# İç ve Dış Tehditler > Rum Zulmü ve Kıbrıs Türkü >  Toplumlararası Görüşmeler

## ceydaaa

kktc-bayrak.jpgBM Genel Sekreteri Perez de Cuellar'ın aracılığı ile 1984 yılında toplumlararası görüşmelere tekrar başlandı. Genel Sekreter her iki toplumun taleplerini göz önünde bulundurarak bir anlaşma taslağı hazırladı. Bu belgeye Rauf Denktaş olumlu, Kiprianu ise olumsuz yanıt verdi. Böylece bir kez daha çözüme yönelik bir sonuç elde edilemedi.

Görüşmelere Kıbrıs Rum yönetiminin yeni başkanı ve görüşmecisi Yorgo Vasiliu ile devam edildi. Rumların temsilcisi değişse de anlamsız görüşleri değişmedi ve herhangi bir sonuca ulaşmak mümkün olmadı.

BM Genel Sekreteri Boutros Gali 1992 yılında, taraflar arasındaki tüm anlaşmazlık konularını kapsayan bir çözüm önerisi getirdi. Türk tarafı 100 maddeden 91'ini kabul ettiğini bildirdi. Ancak Rum tarafının temel konulardaki itirazları bir anlaşma olasılığını yine ortadan kaldırdı.

1993'te Glafkos Klerides'in iktidara gelmesiyle, müzakereler Denktaş ile Klerides arasında sürdü. İlk başta Klerides'in Rum toplumunu temsilen görüşmeci olması, sorunun çözümü açısından olumlu bir gelişme olarak değerlendirildi.
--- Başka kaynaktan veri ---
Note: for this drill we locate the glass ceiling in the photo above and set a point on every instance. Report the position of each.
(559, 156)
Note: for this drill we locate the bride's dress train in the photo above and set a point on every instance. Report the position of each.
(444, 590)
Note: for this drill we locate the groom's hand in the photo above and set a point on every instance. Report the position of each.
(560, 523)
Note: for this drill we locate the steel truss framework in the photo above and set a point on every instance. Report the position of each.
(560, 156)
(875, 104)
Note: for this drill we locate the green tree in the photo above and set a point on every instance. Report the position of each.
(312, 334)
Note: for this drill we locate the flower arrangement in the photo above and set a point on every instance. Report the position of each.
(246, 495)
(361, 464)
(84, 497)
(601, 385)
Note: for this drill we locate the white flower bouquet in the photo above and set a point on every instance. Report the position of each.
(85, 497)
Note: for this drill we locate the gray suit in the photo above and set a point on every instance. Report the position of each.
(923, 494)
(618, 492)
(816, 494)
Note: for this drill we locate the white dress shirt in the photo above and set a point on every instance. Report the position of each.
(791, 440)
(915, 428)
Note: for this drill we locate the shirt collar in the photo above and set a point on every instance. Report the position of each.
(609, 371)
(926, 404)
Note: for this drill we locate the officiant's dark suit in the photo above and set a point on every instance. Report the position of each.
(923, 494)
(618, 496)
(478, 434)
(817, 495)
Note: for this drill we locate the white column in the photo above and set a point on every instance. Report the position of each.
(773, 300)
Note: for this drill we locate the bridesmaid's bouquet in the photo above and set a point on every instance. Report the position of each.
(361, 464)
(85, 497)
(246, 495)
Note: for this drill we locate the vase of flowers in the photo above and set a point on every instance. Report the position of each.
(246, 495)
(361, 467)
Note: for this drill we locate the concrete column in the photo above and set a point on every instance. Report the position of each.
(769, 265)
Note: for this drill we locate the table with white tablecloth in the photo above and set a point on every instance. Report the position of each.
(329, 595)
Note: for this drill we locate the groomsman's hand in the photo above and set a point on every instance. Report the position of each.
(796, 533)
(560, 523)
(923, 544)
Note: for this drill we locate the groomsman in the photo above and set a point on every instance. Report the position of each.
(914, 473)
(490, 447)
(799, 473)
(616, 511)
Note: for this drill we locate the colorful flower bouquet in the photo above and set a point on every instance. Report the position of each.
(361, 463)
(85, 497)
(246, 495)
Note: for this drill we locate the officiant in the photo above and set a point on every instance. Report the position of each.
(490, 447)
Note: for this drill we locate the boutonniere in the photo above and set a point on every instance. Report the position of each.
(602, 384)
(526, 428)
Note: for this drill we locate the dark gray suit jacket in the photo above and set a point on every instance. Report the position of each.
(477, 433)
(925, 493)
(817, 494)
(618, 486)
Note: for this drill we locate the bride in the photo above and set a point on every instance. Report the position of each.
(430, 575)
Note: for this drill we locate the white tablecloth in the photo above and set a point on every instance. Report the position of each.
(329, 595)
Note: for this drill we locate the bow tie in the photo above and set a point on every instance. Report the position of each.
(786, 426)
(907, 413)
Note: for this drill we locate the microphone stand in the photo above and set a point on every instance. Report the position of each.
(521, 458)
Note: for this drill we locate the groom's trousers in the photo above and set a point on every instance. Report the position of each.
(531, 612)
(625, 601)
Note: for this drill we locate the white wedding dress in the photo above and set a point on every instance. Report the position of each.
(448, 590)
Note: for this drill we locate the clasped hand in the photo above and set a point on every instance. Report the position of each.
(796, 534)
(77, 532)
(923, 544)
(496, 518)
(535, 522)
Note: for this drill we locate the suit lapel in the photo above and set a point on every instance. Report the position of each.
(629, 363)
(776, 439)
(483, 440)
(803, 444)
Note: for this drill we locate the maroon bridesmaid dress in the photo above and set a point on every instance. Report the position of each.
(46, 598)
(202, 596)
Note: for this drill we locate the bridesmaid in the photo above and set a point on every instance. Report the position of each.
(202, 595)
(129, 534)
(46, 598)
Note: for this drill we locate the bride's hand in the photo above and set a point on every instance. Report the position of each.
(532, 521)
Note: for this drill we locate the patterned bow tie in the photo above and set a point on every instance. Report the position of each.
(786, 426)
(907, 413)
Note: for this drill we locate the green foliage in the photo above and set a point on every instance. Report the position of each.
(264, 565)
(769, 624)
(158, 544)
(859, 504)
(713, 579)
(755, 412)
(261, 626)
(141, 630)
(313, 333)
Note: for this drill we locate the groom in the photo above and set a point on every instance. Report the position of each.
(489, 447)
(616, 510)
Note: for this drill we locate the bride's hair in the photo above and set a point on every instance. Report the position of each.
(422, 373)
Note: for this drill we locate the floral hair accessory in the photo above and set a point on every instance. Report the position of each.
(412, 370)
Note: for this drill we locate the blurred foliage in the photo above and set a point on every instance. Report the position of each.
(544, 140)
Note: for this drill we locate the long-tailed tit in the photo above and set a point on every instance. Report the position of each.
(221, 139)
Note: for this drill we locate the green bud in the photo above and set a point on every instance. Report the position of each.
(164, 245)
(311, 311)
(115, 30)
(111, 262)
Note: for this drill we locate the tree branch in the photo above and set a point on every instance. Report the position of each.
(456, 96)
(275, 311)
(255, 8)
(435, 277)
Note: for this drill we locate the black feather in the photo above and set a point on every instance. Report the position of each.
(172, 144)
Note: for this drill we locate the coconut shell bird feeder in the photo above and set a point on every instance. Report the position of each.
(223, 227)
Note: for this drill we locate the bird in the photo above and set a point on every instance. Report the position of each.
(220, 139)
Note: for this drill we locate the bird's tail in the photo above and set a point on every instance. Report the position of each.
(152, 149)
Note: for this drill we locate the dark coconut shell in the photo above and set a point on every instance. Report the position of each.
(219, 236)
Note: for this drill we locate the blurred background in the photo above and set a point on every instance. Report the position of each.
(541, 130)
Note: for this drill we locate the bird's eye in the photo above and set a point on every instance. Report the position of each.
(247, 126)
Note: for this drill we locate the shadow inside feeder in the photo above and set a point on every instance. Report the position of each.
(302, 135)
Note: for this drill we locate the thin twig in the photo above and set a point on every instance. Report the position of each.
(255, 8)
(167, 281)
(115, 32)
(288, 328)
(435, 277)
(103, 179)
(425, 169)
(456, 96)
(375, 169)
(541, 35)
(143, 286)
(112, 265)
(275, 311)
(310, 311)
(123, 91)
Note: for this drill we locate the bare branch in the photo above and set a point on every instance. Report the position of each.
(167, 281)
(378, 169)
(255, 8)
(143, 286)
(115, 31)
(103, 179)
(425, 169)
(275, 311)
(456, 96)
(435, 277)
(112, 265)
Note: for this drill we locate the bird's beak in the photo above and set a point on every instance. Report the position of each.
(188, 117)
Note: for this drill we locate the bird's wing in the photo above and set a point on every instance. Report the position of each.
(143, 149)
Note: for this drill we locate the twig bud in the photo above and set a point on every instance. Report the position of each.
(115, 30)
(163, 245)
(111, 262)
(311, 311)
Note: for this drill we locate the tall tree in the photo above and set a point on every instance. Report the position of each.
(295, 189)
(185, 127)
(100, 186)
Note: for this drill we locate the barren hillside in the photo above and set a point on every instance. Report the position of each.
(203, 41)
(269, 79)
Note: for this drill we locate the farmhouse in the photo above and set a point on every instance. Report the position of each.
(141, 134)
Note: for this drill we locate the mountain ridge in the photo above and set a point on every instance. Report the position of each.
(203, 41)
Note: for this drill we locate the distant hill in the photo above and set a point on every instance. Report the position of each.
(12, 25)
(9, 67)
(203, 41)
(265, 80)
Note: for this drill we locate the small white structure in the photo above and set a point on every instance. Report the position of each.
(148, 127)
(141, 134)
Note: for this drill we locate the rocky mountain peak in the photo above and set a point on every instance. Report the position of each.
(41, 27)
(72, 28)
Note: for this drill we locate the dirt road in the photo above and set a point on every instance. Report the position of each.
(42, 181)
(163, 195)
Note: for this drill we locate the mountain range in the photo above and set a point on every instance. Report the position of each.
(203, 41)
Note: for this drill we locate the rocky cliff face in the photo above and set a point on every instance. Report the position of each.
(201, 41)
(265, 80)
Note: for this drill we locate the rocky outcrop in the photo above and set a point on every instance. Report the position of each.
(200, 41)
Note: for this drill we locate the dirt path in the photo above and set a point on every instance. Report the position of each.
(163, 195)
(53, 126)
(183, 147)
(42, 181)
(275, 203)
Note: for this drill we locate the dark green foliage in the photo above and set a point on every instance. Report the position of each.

Ancak Klerides çok geçmeden herkesi hayal kırıklığına uğrattı ve geçmişteki Rum politikacılardan bir farkı olmadığını ortaya koydu. 1999-2000 yıllarında, BM Genel Sekreteri Kofi Annan'ın gözetimindeki görüşmelerden de bir sonuç çıkmadı. Güney Kıbrıs'ın Avrupa Birliği'ne alınması kararı ise, sorunu eskisinden daha da karmaşık bir hale getirdi.

2001 yılının sonlarında Rauf Denktaş'ın Klerides'i yüz yüze görüşmeye çağırmasıyla, Ocak 2002'de yeni bir görüşme süreci başladı. Klerides'in KKTC'ni, Denktaş'ın Güney Kıbrıs'ı ziyaret etmesi, Kıbrıs tarihi açısından oldukça önemliydi. Ancak liderlerin defalarca biraraya gelmelerine rağmen somut bir ilerleme sağlanamadı ve "Annan Planı" devreye girdi.

Bugüne kadar süren görüşmelerde şu husus şüphesiz dikkat çekicidir: Rauf Denktaş ve Türk tarafının iyi niyetli, olumlu ve yapıcı çabalarına karşılık, Rum liderler aksi bir tavır sergilemiştir. Bu yüzden çok zaman kaybedilmiştir. Rum tarafı tartışmalara, çekişmelere bir an önce son vermelidir; Türk tarafı gibi anlayış ve hoşgörü içinde yaklaştığı takdirde sorunun çözülmemesi için bir sebep yoktur. Önemli olan, zorlaştırıcı değil kolaylaştırıcı, yıkıcı değil yapıcı, engelleyici değil yardımcı olmaktır.

----------